You can modify @whuber's method for this. Say $r$ is the maximal vertex index. Call the colors $1,2,\ldots,n$, and each new vertex (one per color) $v_1,\ldots,v_n$. For $v_j$ add $r+j$ new vertices; they will serve in a sense as anchors. Connect each only to $v_j$. It is not hard to show that isomorphisms of the type you seek correspond to isomorphisms of these extended graphs, that is, vertices of a given color must map to vertices of that same color (because that color has a distinct number of these new "anchor" vertices).


A variant of this approach uses just $r+1+n$ new vertices: $n$ to mark the colors and $r+1$ more to assure that none of the new vertices can possibly be equated with any of the original vertices.

The trick is to construct a graph $\Gamma_n$ having vertices of distinct degrees (ideally $0, 1, \ldots, n-1$, but any set of distinct degrees will do). Add in the universal graph $K_{r+1}$ on $r+1$ new vertices and connect every one of those new vertices to every vertex of $\Gamma_n$. In so doing, each of the $r+1$ new vertices will have degree $r + n \ge r+1$ and the vertices of $\Gamma_n$ will have degrees $r+1, r+2, \ldots, r+n$, all of which equal or exceed $r+1$. When the vertices of the original graph are connected to the vertices of $\Gamma_n$ to mark their colors, their degrees all increase by $1$, raising the maximal degree to just $r+1$, while at the same time the degree of each vertex of $\Gamma_n$ will increase by at least $1$, assuring their smallest degree is at least $r+2$. This keeps the $n+r+1$ additional vertices distinct from the original vertices of the graph (and from each other, too).

It remains only to create some version of $\Gamma_n$. The following is the smallest possible version in terms of numbers of edges added:

lGraph[v_List] /; Length@v > 1 :=  
  Module[{n = Length@v, x = Last@v, g, e},
   g = VertexAdd[lGraph@Most@v, x];
   e = Table[x \[UndirectedEdge] v[[i]], {i, 2, n, 2}];
   EdgeAdd[g, e]
   ];
lGraph[{x_}] := Graph[{x}, {}, GraphLayout -> "CircularEmbedding"];
lGraph[n_Integer] /; n >= 1 := lGraph[Unique@ConstantArray[x, n]]

It is constructed recursively.

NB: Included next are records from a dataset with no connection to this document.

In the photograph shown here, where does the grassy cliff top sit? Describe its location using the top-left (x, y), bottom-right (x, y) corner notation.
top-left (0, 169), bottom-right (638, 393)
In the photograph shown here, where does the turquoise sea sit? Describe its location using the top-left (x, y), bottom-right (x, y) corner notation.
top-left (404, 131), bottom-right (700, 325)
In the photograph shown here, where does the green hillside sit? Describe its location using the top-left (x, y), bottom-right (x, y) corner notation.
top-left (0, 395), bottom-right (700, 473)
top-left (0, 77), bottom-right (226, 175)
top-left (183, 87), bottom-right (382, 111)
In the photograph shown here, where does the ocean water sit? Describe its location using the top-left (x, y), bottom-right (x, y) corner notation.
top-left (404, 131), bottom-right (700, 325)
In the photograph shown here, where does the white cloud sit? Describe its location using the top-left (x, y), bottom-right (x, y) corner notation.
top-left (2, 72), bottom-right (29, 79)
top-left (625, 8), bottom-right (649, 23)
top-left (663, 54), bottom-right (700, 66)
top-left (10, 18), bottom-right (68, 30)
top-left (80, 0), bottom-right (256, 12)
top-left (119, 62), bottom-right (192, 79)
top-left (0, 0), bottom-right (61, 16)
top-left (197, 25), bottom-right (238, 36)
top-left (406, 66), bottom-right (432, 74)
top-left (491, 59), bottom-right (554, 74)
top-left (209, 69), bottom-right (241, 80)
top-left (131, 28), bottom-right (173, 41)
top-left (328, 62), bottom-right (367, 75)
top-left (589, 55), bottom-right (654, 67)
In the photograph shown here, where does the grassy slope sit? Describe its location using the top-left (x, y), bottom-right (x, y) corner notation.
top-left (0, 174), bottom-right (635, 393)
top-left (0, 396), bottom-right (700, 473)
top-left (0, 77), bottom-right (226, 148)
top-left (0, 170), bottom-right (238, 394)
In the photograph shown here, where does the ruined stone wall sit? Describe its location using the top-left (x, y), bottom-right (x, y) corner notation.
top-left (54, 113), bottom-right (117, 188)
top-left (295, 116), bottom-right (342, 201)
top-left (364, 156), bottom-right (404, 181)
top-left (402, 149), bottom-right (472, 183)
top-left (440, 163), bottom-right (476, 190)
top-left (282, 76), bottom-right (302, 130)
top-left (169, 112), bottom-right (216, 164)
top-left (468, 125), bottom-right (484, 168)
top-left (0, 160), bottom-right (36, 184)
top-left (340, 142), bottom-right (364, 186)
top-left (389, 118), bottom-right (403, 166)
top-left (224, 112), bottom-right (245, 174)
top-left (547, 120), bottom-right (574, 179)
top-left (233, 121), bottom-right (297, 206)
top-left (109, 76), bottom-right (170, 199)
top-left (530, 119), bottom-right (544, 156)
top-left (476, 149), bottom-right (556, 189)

A new vertex x is adjoined to $\Gamma_{n-1}$ and connected to the vertices of highest degree in it (augmenting their degrees by $1$), until the degree of x differs from the degrees of all the other vertices. Here are examples of the first few:

GraphicsGrid[{lGraph[Range@#] & /@ Range[7]}, Frame -> All, FrameStyle -> GrayLevel[0.8]]

Marker graphs


Incidentally, this seems to expose a bug (in MMA 8.0, at least): VertexDegree is incorrect. As an example, consider the penultimate graph in the figure, $\Gamma_6$:

lGraph[6] // VertexDegree

$ \{0, 8, 1, 7, 2, 6\}$

Quite clearly, though, the degrees in this graph are $\{0,5,1,4,2,3\}$ (reported in the order in which the vertices were added). According to the documentation, self-edges are counted twice, leading us to expect that VertexDegree would report values $\{0,6,1,5,2,4\}$--but it doesn't. Apparently, self-edges are counted as adding $4$ to the degree of each vertex rather than $2$!

To show that the display of the graph is not confusing the eye, we can inspect its internal structure:

EdgeList[lGraph[Range@6]]

$\{2- 2,3- 2,4- 2,4- 4,5- 2,5- 4,6- 2,6- 4,6- 6\}$

It is hard to imagine how any reasonable algorithm could report that vertex $2$ has degree $8$.